Given the number of trail ride places that leave 20-40 horses tacked up with out any shade all summer long (which is disgusting, IMHO), I'd have to guess shade is not considered necessary.

I suspect the Humane Society knows the law.


----------



## bsms (Dec 31, 2010)

This is from the Apache Junction website:

"8. What should I do if I am concerned about the welfare of an animal?
All dogs must have adequate shade and shelter available and water 24 hours a day. If you are concerned or would like to report animal abuse, neglect, abandoned or are just concerned about an animal, please call the Police Department at this number (480) 982-8260.

Horses are considered livestock and are not required to have shade, however, if you feel the horse is in distress, please contact the Arizona Livestock at (602) 542-0872."

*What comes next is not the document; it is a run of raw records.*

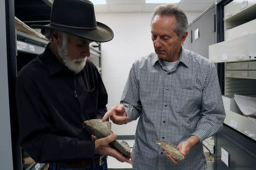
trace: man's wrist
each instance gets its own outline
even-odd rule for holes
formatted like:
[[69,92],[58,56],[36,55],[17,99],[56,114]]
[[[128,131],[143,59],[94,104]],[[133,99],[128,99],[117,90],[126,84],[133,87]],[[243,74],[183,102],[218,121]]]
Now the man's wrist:
[[187,139],[187,141],[188,142],[189,146],[192,148],[195,146],[196,146],[197,143],[200,142],[200,140],[199,137],[196,135],[192,135]]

Apache Junction, AZ - Official Website

I suspect that is your answer regarding the law in AZ...I'd be more concerned about this:

http://tucsoncitizen.com/arizona-ne...vers-grapple-with-county-zoning-restrictions/


----------



## kitten_Val (Apr 25, 2007)

DraftyAiresMum said:


> It depends on where you live, KV. Down by Phoenix and Tucson (in the cities), the property taxes are WAY higher than they are up north (about an hour and a half south of Flagstaff and two hours north of Phoenix) where I live.


Oh, I see... Taxes seems to be very high everywhere in MD, so I didn't think about it.


----------



## kitten_Val (Apr 25, 2007)

bsms said:


> Here is an example. I don't know who owns the house, but it is one we looked at buying once some years back so I've been inside. It is an older home, not all that well cared for but in a quiet neighborhood. It is in Corona de Tucson, about 20 miles south of Tucson. It has 1900 sq ft, on 0.25 acres IIRC.
> 
> In Sept 2010, it sold for $110K.


$110K for the house! Now THAT is very cheap! May be I have to move down there. :lol:


----------